Sometimes things happen, and your mind cannot comprehend the images your eyes are sending you.

Such was the case Monday, April 15 Patriots Day in Boston, the day the Red Sox take the field in the morning, and the runners take over the city in the afternoon.

Then everything changed.

The bombs that killed and wounded and maimed were heard round the country and have shaken all of us.

The last tragedy seems to cement the fact that if someone wants to hurt us, if someone wants to perform an act of violence and evil, it will happen.

There is no way to protect all of us if someone's intent is to do us harm.

But despite as much as these bombings affect us and scare us and make us wonder what is going on in the world, we cannot let it define us.

There is so much good in the world performed by so many good people that far outweigh the evil perpetrated.

I know at times like this the focus is on how sad and brutal and senseless this attack was.

But if you have watched how the residents of Boston have responded, you can't help but be energized by their resiliency.

Watch a replay of the fans at the Boston Bruins hockey game take over the singing of the national anthem, and I dare you not to get chills.

That's a spirit that may be bowed, but is not broken.

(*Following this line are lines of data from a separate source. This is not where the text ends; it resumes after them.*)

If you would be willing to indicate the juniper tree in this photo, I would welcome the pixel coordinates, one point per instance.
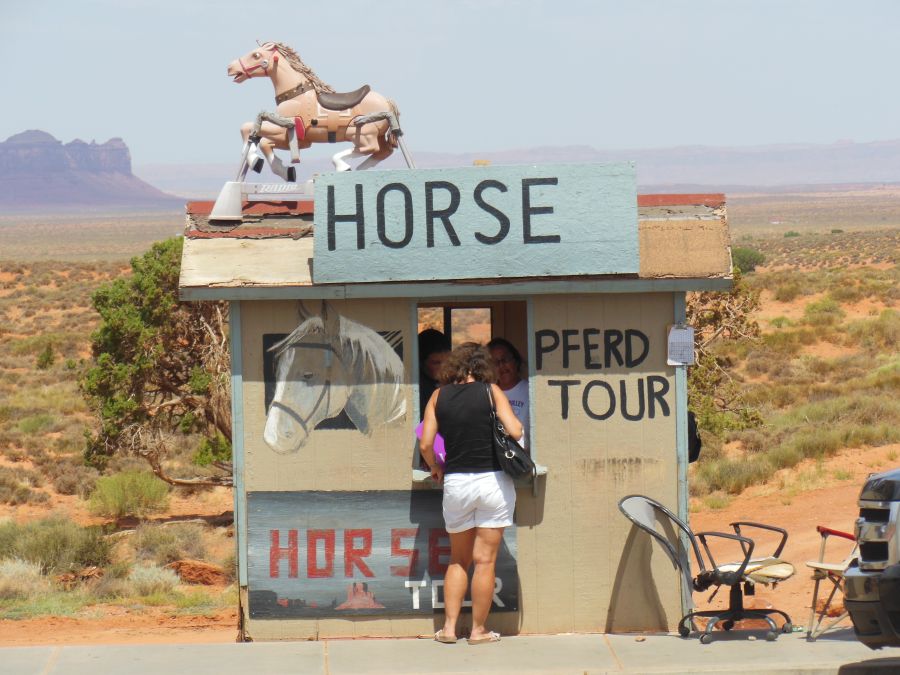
(718, 318)
(160, 368)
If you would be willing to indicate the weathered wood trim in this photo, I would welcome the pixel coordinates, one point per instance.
(453, 292)
(237, 440)
(681, 445)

Unfortunately, these types of terroristic acts are becoming more frequent.

Whether it's a gunman ravaging an elementary school, another calling rescue personnel just to shoot them dead or bombs being set off at the Boston Marathon, these types of acts are escalating.

There are a myriad of reasons, and politicians kick them around for personal gain, like the loss of lives is not real.

But those funerals are very real, and the people left behind will never be the same.

But still, despite the heavy hearts, we endure.

We go on because, like one mother said after losing a child in the Newtown, Conn., shooting, what else are we going to do?

We cannot roll over. You get through life by getting up the next day, taking a step and trying to be a little better.

We carry on for ourselves.

We carry on for the ones we love.

We carry on because we're Americans, and that's what we do.

We've all lost someone, whether through disease, naturally or tragedy, and if we hadn't picked ourselves up and gone on, our society would have collapsed long ago.

We know that whatever drives these people to harm others does not represent who we are.

These people do not represent the best of us.

The best of us finds a way to regroup and continue; to try and be a little better every day.

That is why this evil does not deter us. We pause, we grieve, and we keep marching.

The world can be scary, and we worry every time we send our children out in it. But it is our children and their children and so on, who will continue to endure and, hopefully, make the world a little safer, a little better.

God bless America and God bless us.

Patrick Murphy, of Humphrey, Neb., is a former assistant managing editor of The Telegram.